Org first to announce winners, has clout

Ask any publicist to name at least five of its members or what their connection is to the industry and you’ll probably just get a blank stare. But despite the fact that no one can point them out in a lineup, they never fail to receive Hollywood’s undivided attention around this time of year.

Studios trip over each other trying to show them major new movies (sometimes in unfinished form, if necessary), while top filmmakers and stars with names like Spielberg, Scorsese and Streep stop by after the unspooling to chat.

So what gives the New York-based National Board of Review, which proudly proclaims it has no commercial ties to the movie business, all this clout?

The organization is the first stop on the movie awards season express, this year jumping the gun on everyone else by announcing its winners Dec. 4, followed by the annual banquet Jan. 14.

“Because they go early, they get ink,” says one veteran Oscar campaign strategist. “But they are still a bigger mystery than the Ku Klux Klan.”

Formed in 1909, originally as a censorship organization, the NBR has been giving kudos to the industry even longer than the Academy of Motion Picture Arts & Sciences. But since 1932, when it started singling out one picture from the annual 10 best list with “I Am a Fugitive From a Chain Gang,” the org has agreed with the Academy only 18 times on the best pic prize. The org’s track record has improved recently, with five of its top choices in the ’90s going on to claim Oscar’s top prize as well.

The NBR is composed of approximately 150 members who have the opportunity to see nearly 300 films a year (only in a theater setting — no screeners) and then vote for their favorites in several categories. Final determination of the winners then is made by an uber-committee of 12.

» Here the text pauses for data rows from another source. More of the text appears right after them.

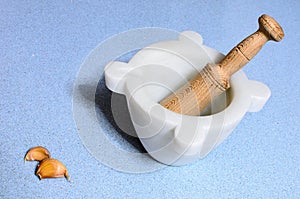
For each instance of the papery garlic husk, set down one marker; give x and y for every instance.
(52, 168)
(38, 153)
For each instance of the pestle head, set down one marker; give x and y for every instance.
(270, 26)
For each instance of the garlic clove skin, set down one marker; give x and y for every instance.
(37, 153)
(52, 168)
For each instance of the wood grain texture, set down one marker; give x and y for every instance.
(196, 95)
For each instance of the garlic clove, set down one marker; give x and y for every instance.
(37, 154)
(52, 168)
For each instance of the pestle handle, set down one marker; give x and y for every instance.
(197, 94)
(242, 53)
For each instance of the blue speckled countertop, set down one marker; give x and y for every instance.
(43, 45)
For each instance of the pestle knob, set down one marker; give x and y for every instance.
(197, 94)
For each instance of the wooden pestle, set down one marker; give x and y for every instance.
(197, 94)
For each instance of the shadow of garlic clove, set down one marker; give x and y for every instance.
(38, 153)
(52, 168)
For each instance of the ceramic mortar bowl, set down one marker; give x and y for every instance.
(158, 70)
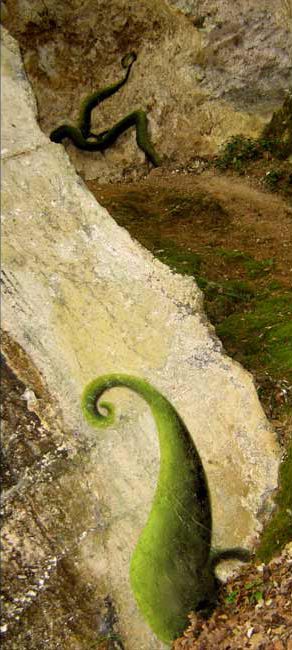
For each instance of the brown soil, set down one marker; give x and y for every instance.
(254, 612)
(205, 211)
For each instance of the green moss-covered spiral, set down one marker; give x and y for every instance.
(172, 567)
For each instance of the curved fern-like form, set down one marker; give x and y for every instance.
(82, 136)
(172, 567)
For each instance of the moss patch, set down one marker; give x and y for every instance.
(240, 259)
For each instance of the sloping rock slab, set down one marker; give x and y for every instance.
(82, 299)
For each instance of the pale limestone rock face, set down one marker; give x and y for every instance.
(83, 299)
(199, 86)
(246, 50)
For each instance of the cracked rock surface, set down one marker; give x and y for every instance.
(81, 298)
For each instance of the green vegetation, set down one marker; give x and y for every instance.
(278, 532)
(249, 307)
(240, 150)
(171, 572)
(179, 259)
(262, 335)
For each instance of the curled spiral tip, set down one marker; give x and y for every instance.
(100, 414)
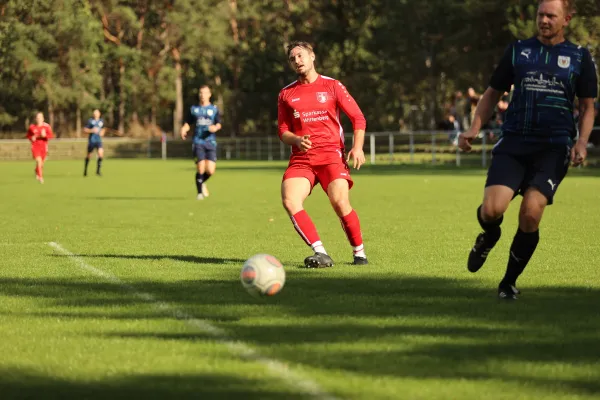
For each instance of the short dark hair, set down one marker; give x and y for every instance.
(568, 5)
(296, 43)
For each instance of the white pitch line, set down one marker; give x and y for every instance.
(241, 349)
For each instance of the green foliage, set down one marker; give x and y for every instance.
(400, 59)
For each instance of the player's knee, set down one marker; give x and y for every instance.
(291, 205)
(492, 210)
(341, 206)
(529, 220)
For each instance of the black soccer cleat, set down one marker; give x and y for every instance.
(481, 249)
(508, 292)
(318, 260)
(360, 260)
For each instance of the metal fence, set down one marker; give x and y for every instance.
(419, 147)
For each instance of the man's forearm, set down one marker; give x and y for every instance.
(586, 124)
(289, 138)
(485, 108)
(359, 138)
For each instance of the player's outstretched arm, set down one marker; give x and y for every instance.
(357, 153)
(30, 135)
(483, 113)
(291, 139)
(215, 128)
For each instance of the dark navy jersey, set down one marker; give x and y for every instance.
(200, 118)
(546, 80)
(95, 123)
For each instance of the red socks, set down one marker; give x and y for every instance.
(351, 226)
(305, 227)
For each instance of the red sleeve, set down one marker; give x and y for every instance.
(349, 106)
(30, 133)
(284, 120)
(49, 134)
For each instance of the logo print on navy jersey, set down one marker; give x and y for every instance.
(321, 97)
(564, 61)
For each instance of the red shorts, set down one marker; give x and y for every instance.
(323, 174)
(39, 149)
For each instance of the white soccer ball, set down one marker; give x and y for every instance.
(263, 275)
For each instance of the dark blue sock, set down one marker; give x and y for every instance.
(521, 250)
(199, 182)
(491, 228)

According to NBR director Lois Ballon, whose uncle, a film fan, got her into the group more than 20 years ago, potential members are interviewed and then invited to some screenings to see how they “function amongst the group,” which could best be described as a film society.

If selected, they pay an annual fee, which according to Ballon “fluctuates”; reportedly it’s around $350.

So exactly who are these people on Hollywood’s speed-dial list? Other than the names of the board of directors, Ballon won’t provide a list, even to studios and publicists. She says members come from all walks of life (even retirement) and include educators, doctors, lawyers, film students, historians and even a couple “who have been in films, not acting, but on the production end.”

When asked what qualifies her group to be arbiters of movie quality, Ballon jumps to their defense.

“What makes one a critic?” she asks. “You don’t really go to school to become a critic, so what makes us less able to judge a film than a critic?”

Certainly the Hollywood awards machine that parks itself on the NBR’s doorstep the first week of every December doesn’t seem to care, especially if there is something in it for them.

“If you win, it’s fantastic,” shrugs an independent marketer with several contenders this year. “If not, it’s so early, you just go on to the next one.”